U wilt net als de regering vooral leningen verstrekken. Nederland komt met dat standpunt steeds meer alleen te staan, nu ook Duitsland deze eis heeft losgelaten.

“Dit vinden wij een goede manier om deze crisis op te lossen. Ik vind dat we daar wel wat over te zeggen hebben. De Kamer heeft premier Rutte richtlijnen meegegeven voor de onderhandelingen. We wachten rustig waar hij mee terugkomt.”

Hoe zou u zich opstellen als CDA-leider? U staat in Europa niet per se bekend als heel diplomatiek.

“Dat zeg je nu, dat ik niet diplomatiek ben in Europa. Als jij dat beeld zo neerzet, dan klopt het uiteindelijk. Ik lig er niet wakker van. Vorig jaar heb ik de commissie financiën van het Italiaans parlement toegesproken, in het Italiaans (Omtzigt woonde zeven jaar in Italië, red.). Ze begrepen onze positie verrekte goed. Omdat ik de culturele gevoeligheden goed begrijp, kan ik die boodschap heel goed brengen. En soms moet je ook goed luisteren. In mijn inleiding had ik het over brievenbusmaatschappijen in Nederland. Dat is een terecht kritiekpunt van Italië. Als je met elkaar spreekt is er geen sprake van eenrichtingsverkeer.”
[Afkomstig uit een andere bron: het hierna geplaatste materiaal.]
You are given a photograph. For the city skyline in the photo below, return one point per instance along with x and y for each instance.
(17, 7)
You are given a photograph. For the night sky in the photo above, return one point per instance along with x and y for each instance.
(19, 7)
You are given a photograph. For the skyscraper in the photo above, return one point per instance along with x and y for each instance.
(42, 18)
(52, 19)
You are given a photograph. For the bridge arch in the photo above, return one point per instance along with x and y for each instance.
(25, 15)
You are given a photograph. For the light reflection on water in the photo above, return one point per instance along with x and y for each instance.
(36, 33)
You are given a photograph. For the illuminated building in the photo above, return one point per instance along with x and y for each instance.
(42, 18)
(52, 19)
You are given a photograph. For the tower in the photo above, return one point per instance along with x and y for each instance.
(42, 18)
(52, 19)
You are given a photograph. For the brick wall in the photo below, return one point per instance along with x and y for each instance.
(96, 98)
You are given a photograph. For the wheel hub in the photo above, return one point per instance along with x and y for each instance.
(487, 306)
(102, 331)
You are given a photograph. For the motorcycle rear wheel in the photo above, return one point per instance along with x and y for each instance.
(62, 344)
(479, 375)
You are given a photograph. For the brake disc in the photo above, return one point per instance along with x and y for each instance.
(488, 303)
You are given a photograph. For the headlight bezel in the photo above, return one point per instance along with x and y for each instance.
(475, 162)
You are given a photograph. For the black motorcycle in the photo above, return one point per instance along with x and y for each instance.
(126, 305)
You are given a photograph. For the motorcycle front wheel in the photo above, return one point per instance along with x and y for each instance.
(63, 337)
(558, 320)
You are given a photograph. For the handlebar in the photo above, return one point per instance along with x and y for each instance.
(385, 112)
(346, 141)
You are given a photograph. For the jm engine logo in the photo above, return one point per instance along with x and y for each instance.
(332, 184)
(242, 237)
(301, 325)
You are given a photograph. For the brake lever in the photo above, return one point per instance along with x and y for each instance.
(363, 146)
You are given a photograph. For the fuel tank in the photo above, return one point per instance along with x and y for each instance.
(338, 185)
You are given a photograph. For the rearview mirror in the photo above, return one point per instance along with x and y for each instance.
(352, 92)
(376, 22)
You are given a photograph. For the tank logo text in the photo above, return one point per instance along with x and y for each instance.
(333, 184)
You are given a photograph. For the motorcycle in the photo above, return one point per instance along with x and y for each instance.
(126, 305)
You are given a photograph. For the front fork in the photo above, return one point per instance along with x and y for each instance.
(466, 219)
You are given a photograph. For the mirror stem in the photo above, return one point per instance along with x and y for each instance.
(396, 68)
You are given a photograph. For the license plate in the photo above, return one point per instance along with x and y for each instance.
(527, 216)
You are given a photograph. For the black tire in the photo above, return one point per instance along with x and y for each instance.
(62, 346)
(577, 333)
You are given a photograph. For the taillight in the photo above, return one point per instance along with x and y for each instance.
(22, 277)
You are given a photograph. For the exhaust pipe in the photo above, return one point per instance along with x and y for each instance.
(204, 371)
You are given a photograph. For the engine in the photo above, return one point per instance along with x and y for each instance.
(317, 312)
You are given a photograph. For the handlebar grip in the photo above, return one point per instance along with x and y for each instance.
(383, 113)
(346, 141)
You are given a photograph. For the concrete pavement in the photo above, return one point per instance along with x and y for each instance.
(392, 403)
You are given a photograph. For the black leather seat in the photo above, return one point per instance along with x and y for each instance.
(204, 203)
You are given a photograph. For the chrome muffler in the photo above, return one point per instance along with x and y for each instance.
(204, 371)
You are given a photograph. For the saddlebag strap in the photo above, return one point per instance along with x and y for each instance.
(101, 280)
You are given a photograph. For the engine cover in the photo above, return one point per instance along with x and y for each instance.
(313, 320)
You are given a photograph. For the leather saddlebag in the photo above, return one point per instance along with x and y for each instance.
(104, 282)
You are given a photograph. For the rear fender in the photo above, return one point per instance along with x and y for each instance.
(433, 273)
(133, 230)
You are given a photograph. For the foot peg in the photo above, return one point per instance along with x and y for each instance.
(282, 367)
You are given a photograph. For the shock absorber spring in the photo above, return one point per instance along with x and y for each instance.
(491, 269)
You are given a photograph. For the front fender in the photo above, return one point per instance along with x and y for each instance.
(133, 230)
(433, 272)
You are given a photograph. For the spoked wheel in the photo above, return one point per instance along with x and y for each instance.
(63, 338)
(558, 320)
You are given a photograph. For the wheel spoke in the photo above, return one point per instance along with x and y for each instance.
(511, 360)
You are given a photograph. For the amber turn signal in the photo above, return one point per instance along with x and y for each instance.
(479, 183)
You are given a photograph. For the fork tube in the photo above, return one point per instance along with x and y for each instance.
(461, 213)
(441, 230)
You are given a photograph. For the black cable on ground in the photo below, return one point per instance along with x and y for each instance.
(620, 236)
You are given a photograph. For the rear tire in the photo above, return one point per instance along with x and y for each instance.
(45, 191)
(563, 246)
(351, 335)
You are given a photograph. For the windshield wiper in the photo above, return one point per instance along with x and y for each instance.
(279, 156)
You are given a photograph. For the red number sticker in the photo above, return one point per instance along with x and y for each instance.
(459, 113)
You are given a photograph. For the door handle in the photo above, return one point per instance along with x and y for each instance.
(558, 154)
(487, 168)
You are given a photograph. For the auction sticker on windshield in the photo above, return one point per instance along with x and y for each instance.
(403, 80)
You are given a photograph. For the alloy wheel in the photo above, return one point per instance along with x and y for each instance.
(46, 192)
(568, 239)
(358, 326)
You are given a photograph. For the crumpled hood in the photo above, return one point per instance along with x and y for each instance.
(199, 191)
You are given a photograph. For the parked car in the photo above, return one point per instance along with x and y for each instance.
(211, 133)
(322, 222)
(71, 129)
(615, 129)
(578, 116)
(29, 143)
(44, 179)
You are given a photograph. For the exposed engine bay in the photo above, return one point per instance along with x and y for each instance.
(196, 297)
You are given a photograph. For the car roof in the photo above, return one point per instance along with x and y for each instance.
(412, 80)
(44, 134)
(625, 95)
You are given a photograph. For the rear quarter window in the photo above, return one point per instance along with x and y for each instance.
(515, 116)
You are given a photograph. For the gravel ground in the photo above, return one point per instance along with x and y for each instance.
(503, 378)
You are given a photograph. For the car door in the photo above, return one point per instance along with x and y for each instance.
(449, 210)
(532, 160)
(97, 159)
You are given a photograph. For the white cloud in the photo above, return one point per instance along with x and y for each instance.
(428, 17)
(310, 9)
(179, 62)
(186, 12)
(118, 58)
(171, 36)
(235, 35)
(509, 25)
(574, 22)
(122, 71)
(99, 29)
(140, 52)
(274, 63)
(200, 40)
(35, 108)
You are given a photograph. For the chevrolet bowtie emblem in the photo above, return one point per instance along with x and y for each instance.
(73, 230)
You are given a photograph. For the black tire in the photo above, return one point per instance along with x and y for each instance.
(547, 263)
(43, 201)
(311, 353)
“Als je vindt dat ik ondiplomatiek was in Malta, dan vraag ik je of ik diplomatiek had moeten zijn tegen mensen die nu verdacht worden van betrokkenheid bij moord? Dat is toen heel bot gegaan. Er werd in de Raad van Europa een motie van wantrouwen tegen me ingediend. Je dacht toch niet dat dat allemaal diplomatiek ging? Daar word je alleen maar wat harder van.”

Er wordt vaak van u gezegd dat u meer als een oppositiepoliticus opereert. Bent u bereid bestuurder te worden?
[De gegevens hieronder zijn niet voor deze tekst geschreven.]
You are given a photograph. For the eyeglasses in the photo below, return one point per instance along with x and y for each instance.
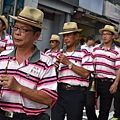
(22, 30)
(107, 34)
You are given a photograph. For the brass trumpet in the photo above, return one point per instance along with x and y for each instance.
(93, 85)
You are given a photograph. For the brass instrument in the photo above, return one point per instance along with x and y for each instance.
(93, 85)
(63, 51)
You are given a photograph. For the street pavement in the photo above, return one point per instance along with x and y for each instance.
(97, 112)
(85, 117)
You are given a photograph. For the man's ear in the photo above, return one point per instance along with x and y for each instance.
(37, 35)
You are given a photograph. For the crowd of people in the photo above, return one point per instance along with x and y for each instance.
(31, 81)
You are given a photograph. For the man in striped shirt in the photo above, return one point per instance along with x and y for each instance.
(107, 63)
(6, 42)
(74, 68)
(27, 76)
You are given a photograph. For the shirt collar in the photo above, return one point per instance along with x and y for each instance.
(32, 59)
(112, 46)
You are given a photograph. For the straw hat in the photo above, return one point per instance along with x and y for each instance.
(70, 27)
(31, 16)
(3, 18)
(55, 37)
(108, 28)
(117, 42)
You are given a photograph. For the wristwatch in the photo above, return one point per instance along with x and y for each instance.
(70, 65)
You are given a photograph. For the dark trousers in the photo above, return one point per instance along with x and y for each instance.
(105, 100)
(117, 103)
(70, 103)
(17, 116)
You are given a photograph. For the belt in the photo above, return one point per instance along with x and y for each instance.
(11, 114)
(106, 79)
(72, 87)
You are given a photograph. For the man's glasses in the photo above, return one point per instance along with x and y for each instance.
(22, 30)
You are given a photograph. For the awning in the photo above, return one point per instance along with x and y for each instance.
(100, 19)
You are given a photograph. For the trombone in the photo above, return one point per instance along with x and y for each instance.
(93, 85)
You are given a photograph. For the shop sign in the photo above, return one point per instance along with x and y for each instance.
(95, 6)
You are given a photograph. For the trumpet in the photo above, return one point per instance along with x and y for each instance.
(93, 85)
(64, 48)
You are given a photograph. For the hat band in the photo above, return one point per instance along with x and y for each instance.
(72, 29)
(29, 20)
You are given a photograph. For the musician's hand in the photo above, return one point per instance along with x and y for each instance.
(56, 63)
(113, 88)
(8, 81)
(63, 59)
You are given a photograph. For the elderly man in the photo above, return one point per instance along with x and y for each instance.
(74, 68)
(27, 75)
(107, 63)
(6, 42)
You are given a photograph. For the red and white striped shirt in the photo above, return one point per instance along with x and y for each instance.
(6, 41)
(37, 72)
(107, 61)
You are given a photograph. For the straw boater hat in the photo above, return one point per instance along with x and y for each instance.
(70, 27)
(108, 28)
(31, 16)
(3, 18)
(55, 37)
“Ik vind dat altijd een merkwaardige tegenstelling. Het is de grondwettelijke taak van de Tweede Kamer de regering te controleren. Die taak is veel te belangrijk om aan de oppositie over te laten. Wanneer de regering stukken achterhoudt, zoals bij de Belastingdienst structureel het geval was, dan heeft de burger daar last van. Er kunnen dingen misgaan, sterker, er gáán dingen mis.”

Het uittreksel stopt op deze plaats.